Speaker Bio: Aritra Mitra received the B.E. degree from Jadavpur University, Kolkata, India, and the M.Tech. degree from the Indian Institute of Technology Kanpur, India, in 2013 and 2015, respectively, both in Electrical engineering. He completed his Ph.D. degree in Electrical engineering at the School of Electrical and Computer Engineering, Purdue University, West Lafayette, IN, USA in July 2020. His current research interests include the design of distributed algorithms for estimation, inference and learning; networked control systems; and secure control.  He was a recipient of the University Gold Medal at Jadavpur University, and the Academic Excellence Award at IIT Kanpur.

Abstract: Decision-making problems in large-scale social and engineered systems often require a network of (mobile) agents to cooperatively understand the state of the world based on local observations, and the information acquired from neighbors.

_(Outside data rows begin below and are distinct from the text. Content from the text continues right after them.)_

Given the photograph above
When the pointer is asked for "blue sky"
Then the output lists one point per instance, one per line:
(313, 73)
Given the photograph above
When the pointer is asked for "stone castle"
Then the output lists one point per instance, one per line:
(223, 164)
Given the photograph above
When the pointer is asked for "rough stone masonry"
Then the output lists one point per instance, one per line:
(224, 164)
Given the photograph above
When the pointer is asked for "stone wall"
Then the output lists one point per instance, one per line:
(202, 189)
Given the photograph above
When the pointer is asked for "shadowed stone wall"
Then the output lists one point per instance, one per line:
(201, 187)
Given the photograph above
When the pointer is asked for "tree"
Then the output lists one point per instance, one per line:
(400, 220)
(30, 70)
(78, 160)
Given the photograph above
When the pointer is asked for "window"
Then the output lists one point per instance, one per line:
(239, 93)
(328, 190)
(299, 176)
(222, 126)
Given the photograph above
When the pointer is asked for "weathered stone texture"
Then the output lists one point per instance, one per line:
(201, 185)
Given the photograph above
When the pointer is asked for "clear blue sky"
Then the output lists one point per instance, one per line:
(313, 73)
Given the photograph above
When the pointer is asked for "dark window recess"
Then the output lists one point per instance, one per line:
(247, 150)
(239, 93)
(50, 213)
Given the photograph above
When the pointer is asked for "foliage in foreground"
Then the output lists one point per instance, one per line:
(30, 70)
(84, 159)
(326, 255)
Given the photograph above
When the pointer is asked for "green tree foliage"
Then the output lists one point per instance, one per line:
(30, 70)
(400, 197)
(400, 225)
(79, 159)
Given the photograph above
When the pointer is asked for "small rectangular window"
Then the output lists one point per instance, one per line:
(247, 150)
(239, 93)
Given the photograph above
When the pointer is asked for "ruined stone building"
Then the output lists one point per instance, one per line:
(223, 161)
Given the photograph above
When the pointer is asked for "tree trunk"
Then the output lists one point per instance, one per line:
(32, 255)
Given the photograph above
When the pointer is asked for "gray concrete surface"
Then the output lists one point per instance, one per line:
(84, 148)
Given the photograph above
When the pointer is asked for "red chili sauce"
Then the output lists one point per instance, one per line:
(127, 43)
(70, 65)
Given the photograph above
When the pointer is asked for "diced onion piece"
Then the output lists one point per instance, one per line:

Typical examples include environmental monitoring or surveillance using mobile robot teams, and learning about social or political events by a community of individuals. Identifying the underlying state in these settings is, however, fraught with several challenges: intermittent or partially informative observations of the system state, loss of communication links due to mobility and packet drops, and the potential for misbehavior by some of the agents. In this work, we address these challenges for two canonical problems, namely distributed state estimation and distributed inference/ hypothesis testing. We first propose a simple method to design distributed observers for the most general category of LTI systems, linear measurement models, and static graphs by introducing the idea of a multi-sensor observable decomposition. Exploiting the notion of age-of-information in wireless networks, we show how our approach can be extended to accommodate a broad class of time-varying graphs. For solving the distributed hypothesis testing problem, we propose a learning rule that differs fundamentally from existing approaches, in that it does not employ any form of “belief-averaging”; instead, agents interact based on a min-protocol. We prove that with probability one, each agent learns the true state exponentially fast at a network-independent rate that strictly improves upon existing rates. Finally, we describe variants of our algorithms that are resilient to adversarial agents who deliberately inject misinformation into the network, or deviate from the prescribed protocols.